Unweit des Schauplatzes hielt eine glänzende Equipage, mit vier prachtvollen Rappen bespannt und von reich galonnirter Dienerschaft umgeben. Dahin begleiteten einige Männer ehrfurchtsvoll einen etwas beleibten stattlichen alten Herrn mit einem mächtigen Ordensstern auf dem Oberrock. Es war der damals allmächtige Minister Montgelas, der eigens von München gekommen war, die Bauernkomödie zu sehen, welche er als der Aufklärung der Zeit widersprechend verboten, und die der leutselige Max Joseph gegen seinen Willen gestattet hatte.

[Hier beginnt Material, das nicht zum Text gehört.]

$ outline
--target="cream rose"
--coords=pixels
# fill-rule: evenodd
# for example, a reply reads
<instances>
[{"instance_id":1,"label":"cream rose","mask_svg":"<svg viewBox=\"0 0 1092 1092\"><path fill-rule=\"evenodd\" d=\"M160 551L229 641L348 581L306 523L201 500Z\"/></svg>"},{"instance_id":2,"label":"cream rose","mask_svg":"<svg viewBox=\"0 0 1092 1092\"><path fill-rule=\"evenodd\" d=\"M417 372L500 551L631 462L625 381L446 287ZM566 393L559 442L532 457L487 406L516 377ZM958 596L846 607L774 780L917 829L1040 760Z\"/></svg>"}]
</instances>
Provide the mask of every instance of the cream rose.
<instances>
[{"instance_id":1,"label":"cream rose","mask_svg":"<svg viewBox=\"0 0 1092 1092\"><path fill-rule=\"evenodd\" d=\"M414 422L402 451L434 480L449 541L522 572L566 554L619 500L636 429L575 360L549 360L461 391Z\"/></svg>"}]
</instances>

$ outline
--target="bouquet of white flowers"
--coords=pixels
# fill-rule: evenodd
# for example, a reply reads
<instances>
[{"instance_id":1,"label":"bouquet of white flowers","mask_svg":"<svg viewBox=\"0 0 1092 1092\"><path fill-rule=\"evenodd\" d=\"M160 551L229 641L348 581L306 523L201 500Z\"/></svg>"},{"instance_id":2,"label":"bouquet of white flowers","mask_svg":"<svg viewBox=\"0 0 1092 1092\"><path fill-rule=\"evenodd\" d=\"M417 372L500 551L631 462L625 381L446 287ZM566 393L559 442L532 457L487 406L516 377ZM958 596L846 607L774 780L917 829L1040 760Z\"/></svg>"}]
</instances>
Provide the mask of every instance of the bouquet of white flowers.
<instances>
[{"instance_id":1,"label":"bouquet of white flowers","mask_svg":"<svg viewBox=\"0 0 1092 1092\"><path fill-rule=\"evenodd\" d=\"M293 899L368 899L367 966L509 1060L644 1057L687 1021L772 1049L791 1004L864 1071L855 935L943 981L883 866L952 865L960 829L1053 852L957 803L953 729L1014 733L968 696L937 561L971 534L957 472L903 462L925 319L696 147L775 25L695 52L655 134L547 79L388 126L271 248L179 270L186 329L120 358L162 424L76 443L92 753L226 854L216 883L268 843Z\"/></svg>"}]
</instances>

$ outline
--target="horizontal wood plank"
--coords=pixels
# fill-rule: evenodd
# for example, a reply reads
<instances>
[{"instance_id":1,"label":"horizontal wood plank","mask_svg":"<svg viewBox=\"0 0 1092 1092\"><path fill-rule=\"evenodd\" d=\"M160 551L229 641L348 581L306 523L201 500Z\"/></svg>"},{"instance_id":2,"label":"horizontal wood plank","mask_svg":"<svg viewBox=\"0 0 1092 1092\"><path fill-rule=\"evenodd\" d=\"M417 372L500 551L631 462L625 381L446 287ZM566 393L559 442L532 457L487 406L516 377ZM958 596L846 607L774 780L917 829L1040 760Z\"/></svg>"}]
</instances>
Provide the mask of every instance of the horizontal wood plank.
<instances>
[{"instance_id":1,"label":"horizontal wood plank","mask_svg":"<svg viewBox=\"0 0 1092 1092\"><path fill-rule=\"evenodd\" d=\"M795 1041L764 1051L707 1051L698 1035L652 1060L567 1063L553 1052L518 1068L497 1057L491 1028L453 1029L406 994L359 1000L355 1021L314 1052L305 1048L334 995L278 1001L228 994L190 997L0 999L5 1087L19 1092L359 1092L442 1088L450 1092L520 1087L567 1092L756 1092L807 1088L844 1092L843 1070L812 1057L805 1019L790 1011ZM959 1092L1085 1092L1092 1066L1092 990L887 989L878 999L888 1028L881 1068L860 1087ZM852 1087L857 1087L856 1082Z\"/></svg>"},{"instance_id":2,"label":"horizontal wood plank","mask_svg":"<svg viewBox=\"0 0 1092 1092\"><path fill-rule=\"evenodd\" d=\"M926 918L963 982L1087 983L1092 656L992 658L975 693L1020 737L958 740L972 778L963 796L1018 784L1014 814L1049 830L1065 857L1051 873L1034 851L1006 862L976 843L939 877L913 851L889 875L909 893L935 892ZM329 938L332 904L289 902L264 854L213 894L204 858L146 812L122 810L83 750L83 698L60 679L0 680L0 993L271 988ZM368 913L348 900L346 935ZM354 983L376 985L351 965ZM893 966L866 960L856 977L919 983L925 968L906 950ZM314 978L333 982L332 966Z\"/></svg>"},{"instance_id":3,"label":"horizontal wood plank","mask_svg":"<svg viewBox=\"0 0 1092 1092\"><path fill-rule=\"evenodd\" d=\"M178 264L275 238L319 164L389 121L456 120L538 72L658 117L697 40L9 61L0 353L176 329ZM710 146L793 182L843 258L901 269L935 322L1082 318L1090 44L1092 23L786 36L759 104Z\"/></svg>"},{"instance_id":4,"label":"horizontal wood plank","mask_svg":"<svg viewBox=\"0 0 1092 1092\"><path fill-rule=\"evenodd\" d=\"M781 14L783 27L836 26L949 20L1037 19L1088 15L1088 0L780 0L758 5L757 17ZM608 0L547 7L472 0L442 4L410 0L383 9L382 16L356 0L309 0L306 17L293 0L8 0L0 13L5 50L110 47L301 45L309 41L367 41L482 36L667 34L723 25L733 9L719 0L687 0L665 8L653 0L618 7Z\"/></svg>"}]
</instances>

Er war von der Aufführung sehr befriedigt und nickte noch aus dem Wagen gnädig auf den Pfarrer Albinus Schweiger, Pater Ottmar Weiß und Lehrer Dedler heraus, welche mit entblößten Häuptern denselben umstanden. „Leben Sie recht wohl, meine Herren,“ sagte er, „danken Sie allen Ammergauern von mir für den seltenen Genuß, den sie mir bereitet haben, und sagen Sie ihnen, ich werde es Seiner Majestät dem König genau erzählen und dafür sorgen, daß es ihnen nie mehr verwehrt werden soll, die Passion zu spielen!“ Damit rollte der Wagen hinweg, und die Männer eilten der Bühne zu, den Mitwirkenden diesen neuen und gewichtigen Beweis zu bringen, wie gut sie ihre Sache gemacht hätten.

(Fortsetzung folgt.)

Kleiner Briefkasten.
Zur Nachricht.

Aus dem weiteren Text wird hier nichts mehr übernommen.